This is going to be incredibly subjective. At this point in my life downtime is very valuable so for me I would say that an extra 20 days of vacation a year would probably be worth a 20% salary difference.

Here in California, I can keep all of my days and later cash them out. That lets me put a specific number on the value of a given day. Take a paycheck, divide it by the average number of working days in an average month (~20), and that is the value of the day that the company owes you.

Next - with those 25 days, how many people actually take them? A company with a culture of taking good vacations is worth $5k per year to me. An extra 10 days a year is worth another $5-10k to me personally (I like to take long hiking and kayaking trips).

My job gives me 26 vacation days + 8 holidays a year.
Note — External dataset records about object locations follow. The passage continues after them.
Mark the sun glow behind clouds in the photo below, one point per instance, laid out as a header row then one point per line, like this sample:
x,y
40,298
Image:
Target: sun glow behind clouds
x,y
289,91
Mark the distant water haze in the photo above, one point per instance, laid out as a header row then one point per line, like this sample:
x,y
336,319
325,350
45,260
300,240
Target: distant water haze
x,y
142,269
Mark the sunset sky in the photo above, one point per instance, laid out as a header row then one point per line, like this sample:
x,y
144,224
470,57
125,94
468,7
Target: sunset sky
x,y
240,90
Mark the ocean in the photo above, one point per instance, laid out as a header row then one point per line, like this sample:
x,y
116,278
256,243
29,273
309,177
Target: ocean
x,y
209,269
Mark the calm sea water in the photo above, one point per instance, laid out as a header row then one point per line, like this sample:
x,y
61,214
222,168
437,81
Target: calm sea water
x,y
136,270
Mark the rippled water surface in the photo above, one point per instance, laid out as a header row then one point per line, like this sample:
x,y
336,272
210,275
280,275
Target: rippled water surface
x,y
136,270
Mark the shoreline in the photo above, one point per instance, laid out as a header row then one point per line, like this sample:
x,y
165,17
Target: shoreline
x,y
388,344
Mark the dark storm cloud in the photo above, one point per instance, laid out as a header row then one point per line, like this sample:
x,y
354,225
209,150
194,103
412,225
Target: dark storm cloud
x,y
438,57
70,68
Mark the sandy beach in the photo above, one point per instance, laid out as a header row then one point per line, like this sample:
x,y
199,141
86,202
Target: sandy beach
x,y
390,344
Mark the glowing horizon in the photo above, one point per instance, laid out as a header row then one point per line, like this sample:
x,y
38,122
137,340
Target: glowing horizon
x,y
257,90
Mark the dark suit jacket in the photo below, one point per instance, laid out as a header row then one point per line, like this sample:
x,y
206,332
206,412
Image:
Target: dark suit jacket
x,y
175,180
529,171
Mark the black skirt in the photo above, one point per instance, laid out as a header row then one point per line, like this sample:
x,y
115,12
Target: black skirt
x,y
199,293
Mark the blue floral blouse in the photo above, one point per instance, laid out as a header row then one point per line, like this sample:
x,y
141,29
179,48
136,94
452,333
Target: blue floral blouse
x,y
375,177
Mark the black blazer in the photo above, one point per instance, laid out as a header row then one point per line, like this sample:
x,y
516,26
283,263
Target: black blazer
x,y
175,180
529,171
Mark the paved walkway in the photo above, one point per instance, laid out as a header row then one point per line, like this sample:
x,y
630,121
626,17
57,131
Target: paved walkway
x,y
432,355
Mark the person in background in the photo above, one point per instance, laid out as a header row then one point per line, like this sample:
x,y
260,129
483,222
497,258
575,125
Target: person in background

I also opt for purchasing an additional 6 days off (salary/working days in the year) which is deducted from my paycheck. If I don’t use those, which I usually do, I can cash them in in December.
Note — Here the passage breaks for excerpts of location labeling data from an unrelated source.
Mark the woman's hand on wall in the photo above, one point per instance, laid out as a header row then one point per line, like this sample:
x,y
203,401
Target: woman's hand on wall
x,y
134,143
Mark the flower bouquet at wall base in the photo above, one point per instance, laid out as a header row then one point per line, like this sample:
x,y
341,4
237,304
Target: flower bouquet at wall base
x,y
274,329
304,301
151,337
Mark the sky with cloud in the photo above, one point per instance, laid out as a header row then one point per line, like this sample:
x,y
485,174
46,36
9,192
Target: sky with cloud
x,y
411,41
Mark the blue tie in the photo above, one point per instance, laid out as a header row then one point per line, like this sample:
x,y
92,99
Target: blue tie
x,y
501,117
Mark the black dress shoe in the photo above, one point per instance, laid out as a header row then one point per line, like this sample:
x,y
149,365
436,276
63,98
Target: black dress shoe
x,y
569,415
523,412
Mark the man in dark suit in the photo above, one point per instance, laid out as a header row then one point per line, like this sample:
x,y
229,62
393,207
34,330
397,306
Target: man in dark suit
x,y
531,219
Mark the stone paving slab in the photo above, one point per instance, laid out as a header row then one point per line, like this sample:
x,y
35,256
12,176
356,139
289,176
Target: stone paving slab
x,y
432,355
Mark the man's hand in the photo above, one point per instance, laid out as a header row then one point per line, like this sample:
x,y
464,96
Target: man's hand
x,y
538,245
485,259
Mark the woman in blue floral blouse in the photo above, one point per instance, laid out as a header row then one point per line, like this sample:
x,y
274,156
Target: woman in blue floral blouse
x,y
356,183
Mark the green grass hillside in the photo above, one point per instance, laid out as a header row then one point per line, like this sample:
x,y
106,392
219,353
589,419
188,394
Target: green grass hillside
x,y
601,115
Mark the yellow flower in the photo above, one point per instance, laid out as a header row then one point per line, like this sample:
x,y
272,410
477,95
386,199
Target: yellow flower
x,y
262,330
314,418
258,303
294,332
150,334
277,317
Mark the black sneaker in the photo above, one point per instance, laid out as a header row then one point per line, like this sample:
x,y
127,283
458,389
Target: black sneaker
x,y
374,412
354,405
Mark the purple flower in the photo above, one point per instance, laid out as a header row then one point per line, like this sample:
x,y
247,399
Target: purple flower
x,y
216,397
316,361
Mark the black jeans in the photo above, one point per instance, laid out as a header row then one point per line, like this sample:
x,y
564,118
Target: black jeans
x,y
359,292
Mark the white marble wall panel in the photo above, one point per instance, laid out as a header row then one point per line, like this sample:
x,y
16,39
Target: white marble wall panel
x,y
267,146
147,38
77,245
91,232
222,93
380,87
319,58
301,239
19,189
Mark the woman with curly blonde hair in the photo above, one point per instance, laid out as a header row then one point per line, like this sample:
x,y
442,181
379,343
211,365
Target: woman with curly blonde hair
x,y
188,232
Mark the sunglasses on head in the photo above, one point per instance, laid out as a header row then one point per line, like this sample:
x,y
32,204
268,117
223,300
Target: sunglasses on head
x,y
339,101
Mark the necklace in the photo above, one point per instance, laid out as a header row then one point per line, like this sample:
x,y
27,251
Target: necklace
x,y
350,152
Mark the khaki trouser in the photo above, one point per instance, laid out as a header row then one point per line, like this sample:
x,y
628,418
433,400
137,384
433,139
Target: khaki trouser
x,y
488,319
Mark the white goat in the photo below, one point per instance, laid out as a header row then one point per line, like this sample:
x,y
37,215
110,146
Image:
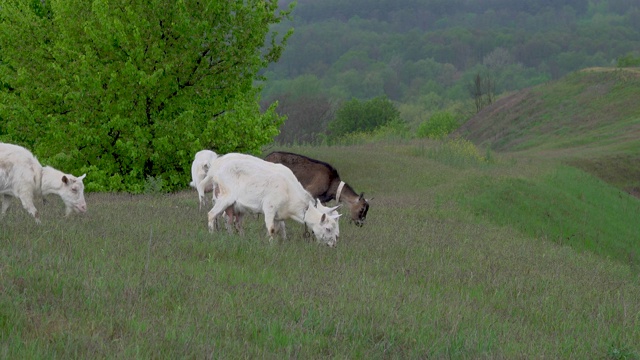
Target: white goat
x,y
249,184
199,168
22,177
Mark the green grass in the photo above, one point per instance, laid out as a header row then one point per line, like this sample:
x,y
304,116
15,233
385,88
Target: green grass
x,y
436,272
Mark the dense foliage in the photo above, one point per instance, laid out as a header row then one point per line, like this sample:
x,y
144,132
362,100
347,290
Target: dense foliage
x,y
356,115
439,125
129,91
424,54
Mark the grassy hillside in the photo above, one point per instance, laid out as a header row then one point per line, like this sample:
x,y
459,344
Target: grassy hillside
x,y
461,257
589,119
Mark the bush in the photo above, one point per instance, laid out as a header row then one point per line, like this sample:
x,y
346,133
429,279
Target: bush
x,y
437,126
628,61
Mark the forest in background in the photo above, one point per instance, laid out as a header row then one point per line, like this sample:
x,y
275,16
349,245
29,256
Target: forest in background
x,y
428,55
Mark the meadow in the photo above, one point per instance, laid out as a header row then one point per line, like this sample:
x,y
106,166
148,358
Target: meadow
x,y
465,254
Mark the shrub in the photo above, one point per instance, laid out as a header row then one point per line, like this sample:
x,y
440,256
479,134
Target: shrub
x,y
437,126
363,116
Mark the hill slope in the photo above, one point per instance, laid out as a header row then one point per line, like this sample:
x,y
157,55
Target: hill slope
x,y
589,119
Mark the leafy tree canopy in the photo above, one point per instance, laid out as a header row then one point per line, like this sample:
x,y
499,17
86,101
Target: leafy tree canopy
x,y
130,90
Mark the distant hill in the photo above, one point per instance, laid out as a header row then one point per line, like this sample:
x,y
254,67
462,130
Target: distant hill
x,y
589,119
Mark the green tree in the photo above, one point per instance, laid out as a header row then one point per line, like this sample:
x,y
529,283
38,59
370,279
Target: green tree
x,y
129,90
357,115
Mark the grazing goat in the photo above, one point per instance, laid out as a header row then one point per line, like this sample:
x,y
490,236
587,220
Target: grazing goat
x,y
323,182
199,168
245,183
22,177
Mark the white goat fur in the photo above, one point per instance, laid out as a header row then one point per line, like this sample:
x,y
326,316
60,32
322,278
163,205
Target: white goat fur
x,y
22,177
199,168
249,184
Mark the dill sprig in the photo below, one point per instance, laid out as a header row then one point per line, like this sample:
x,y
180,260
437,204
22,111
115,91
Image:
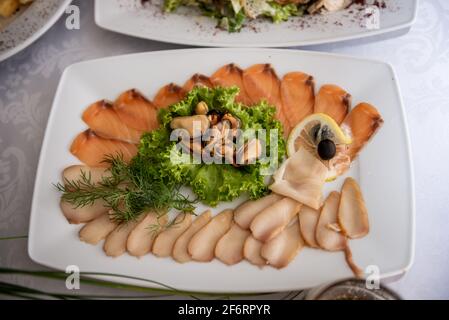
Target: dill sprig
x,y
128,189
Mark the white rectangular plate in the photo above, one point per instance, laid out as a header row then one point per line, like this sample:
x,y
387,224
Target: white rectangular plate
x,y
383,171
187,26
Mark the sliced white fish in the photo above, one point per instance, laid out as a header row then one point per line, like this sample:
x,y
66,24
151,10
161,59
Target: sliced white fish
x,y
352,213
281,250
272,220
163,245
229,249
140,240
115,243
246,212
326,236
251,251
202,245
301,177
308,221
180,252
98,229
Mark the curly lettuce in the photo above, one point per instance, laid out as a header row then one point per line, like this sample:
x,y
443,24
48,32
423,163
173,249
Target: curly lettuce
x,y
212,183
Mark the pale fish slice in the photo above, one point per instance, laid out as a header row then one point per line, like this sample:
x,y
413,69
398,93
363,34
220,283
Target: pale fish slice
x,y
140,240
96,230
229,249
333,101
363,122
163,244
308,221
115,243
298,96
274,219
228,76
136,111
302,178
168,95
180,249
251,251
202,245
326,236
246,212
281,250
352,212
197,80
77,215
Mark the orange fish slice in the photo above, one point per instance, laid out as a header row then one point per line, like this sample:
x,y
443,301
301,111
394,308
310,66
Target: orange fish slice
x,y
333,101
197,80
262,83
228,76
102,119
298,96
91,149
168,95
363,121
136,111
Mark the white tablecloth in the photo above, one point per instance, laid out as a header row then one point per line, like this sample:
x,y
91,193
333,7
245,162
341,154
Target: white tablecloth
x,y
28,83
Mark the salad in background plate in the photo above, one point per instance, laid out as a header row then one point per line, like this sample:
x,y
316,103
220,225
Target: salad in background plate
x,y
232,14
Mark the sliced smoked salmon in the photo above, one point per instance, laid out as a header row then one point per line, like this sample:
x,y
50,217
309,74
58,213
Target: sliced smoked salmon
x,y
298,96
363,122
197,80
91,149
105,122
333,101
168,95
136,111
228,76
262,83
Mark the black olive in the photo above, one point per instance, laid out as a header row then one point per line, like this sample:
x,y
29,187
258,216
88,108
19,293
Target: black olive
x,y
327,149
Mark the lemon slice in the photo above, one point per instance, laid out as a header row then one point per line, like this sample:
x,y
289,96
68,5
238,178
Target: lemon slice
x,y
314,128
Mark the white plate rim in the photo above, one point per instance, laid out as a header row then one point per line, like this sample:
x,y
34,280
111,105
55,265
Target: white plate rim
x,y
411,187
300,43
36,35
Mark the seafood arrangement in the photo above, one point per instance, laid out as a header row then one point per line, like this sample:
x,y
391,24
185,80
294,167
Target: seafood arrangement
x,y
127,181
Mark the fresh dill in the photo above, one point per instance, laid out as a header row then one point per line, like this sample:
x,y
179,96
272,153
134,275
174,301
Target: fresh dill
x,y
127,189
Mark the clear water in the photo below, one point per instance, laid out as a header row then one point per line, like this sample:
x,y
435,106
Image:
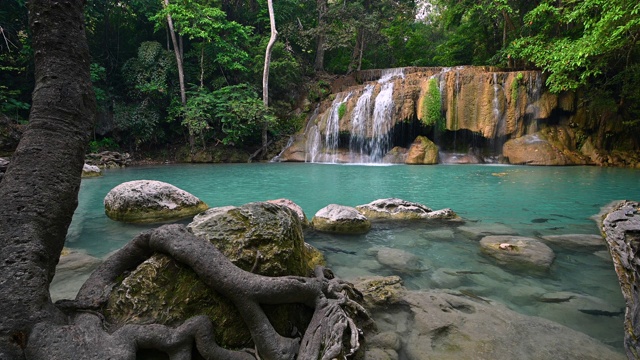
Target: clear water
x,y
532,201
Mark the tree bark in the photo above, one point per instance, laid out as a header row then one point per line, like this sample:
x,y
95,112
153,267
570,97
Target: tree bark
x,y
39,191
320,39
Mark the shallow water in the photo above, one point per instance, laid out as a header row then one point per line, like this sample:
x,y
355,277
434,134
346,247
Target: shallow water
x,y
530,201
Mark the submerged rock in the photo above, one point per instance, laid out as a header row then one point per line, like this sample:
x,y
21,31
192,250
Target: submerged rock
x,y
260,237
476,231
398,209
518,251
577,241
294,207
399,260
91,171
621,228
435,324
340,219
422,152
147,201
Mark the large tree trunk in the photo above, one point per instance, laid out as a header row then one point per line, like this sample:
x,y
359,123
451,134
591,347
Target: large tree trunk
x,y
40,188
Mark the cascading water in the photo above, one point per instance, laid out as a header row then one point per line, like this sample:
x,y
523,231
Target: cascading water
x,y
314,144
382,120
358,145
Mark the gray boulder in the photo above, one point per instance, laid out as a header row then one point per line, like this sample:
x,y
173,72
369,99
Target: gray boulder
x,y
518,252
398,209
340,219
294,207
147,201
435,324
621,228
91,171
258,237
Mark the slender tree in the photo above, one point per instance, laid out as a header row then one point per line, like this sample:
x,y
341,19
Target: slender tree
x,y
265,72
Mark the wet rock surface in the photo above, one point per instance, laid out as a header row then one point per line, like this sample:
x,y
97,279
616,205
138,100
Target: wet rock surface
x,y
621,228
258,237
435,324
340,219
518,252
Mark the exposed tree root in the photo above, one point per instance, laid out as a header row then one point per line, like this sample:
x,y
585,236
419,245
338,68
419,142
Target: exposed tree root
x,y
332,333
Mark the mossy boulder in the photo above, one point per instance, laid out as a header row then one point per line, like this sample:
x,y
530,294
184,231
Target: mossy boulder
x,y
260,237
340,219
148,201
So yes, I have a ton of time off and I still want more.

I have 20 vacation days, 9 bank holidays, 3 personal days, something like 8 or 10 sick days, and a general license to be a little flexible with when I’m actually at work if I have a good enough reason.
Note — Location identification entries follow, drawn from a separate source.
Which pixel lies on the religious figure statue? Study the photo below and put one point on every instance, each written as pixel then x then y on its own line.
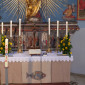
pixel 68 13
pixel 82 4
pixel 32 8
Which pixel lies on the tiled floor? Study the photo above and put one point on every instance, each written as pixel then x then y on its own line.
pixel 78 78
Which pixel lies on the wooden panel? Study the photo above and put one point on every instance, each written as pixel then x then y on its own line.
pixel 46 69
pixel 14 73
pixel 60 71
pixel 30 68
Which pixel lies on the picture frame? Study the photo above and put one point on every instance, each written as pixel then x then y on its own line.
pixel 80 9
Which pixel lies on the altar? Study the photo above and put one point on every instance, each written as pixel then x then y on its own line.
pixel 24 68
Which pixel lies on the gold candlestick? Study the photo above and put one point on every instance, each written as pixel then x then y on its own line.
pixel 20 44
pixel 57 44
pixel 48 50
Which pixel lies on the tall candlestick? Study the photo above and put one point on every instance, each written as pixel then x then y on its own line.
pixel 6 52
pixel 57 28
pixel 66 27
pixel 2 28
pixel 49 26
pixel 19 27
pixel 11 28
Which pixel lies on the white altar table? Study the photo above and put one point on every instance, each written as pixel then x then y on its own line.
pixel 56 68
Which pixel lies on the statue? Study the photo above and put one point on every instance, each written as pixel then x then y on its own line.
pixel 68 13
pixel 32 8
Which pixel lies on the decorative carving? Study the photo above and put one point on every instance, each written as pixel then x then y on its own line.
pixel 37 75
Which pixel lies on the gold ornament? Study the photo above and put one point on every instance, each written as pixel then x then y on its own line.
pixel 32 7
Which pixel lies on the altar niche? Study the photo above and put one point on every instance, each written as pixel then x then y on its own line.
pixel 33 40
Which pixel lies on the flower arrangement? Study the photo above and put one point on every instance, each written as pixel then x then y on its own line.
pixel 65 45
pixel 2 45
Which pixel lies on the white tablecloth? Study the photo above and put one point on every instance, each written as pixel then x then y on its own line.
pixel 25 57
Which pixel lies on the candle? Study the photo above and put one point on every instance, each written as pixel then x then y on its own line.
pixel 6 52
pixel 49 26
pixel 57 28
pixel 11 28
pixel 2 28
pixel 66 27
pixel 19 27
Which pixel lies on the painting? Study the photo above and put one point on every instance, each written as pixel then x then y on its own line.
pixel 81 10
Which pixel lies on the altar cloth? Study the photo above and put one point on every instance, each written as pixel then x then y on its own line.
pixel 25 57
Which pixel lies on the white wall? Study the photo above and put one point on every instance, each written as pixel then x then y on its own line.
pixel 78 50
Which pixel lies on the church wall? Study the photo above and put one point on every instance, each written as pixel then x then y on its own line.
pixel 78 42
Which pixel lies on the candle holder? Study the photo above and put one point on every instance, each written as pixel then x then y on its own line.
pixel 57 48
pixel 20 44
pixel 49 49
pixel 11 40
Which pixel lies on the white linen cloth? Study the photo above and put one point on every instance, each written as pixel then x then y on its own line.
pixel 25 57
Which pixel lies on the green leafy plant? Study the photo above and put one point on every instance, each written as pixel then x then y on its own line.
pixel 65 45
pixel 2 45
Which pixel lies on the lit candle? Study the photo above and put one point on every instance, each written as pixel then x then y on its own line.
pixel 19 27
pixel 57 28
pixel 6 52
pixel 66 27
pixel 11 28
pixel 2 28
pixel 49 26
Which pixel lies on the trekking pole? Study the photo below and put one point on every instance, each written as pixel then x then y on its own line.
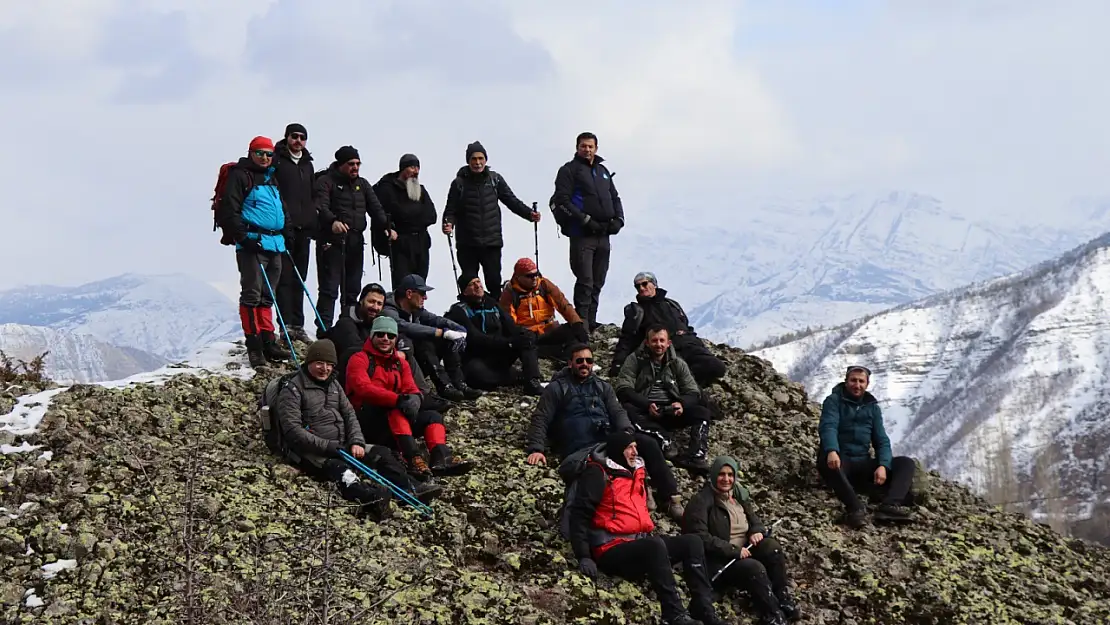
pixel 305 288
pixel 280 320
pixel 402 494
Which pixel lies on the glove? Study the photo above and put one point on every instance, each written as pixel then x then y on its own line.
pixel 587 567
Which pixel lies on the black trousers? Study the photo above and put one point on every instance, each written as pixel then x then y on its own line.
pixel 339 268
pixel 471 256
pixel 290 291
pixel 851 474
pixel 653 557
pixel 410 253
pixel 705 366
pixel 589 262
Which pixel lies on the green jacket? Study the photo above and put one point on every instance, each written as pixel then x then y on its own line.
pixel 636 377
pixel 850 427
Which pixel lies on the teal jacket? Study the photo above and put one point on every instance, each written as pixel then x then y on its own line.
pixel 850 427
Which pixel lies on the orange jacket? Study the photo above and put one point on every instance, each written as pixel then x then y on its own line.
pixel 535 310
I have a very hard time taking all of those days off - in the average year I use no more than one or two sick days, and I’m taking four day weeks from October through December to get down underneath the threshhold of how many vacation days I’m allowed to carry over. At this point in my life I’d gladly trade 10 vacation days for more cash at a very reasonable rate. I don’t know if I could go down to just 5, though… well, I could if I kept my sick days and was a little bit more liberal with “mental health” than I am comfortable being.

I’d take the job with more vacation. A company that is willing to give a decent amount of vacation time probably expects their employees to use it. I’m not going to lie on my deathbed and say I wish I spent more time at the office.

I travel at least 3 months out of the year so holiday days are very important to me. I own my own company and we take the business with us (which means I am sometimes answering support requests form atop a sand dune in Sudan).

For me it’s more of a threshold than an absolute value tradeoff. I’d be VERY reluctant to take a job with less than three weeks of vacation unless I had to, but I don’t really care much about having too much more than that, as it gives me room for a week off at Christmas and two weeks of vacation to take otherwise.

I probably wouldn’t take job A at all, unless the pay was obscene. 5 days is ridiculous.
If job B were only a slight pay decrease (under 10%), I might consider it.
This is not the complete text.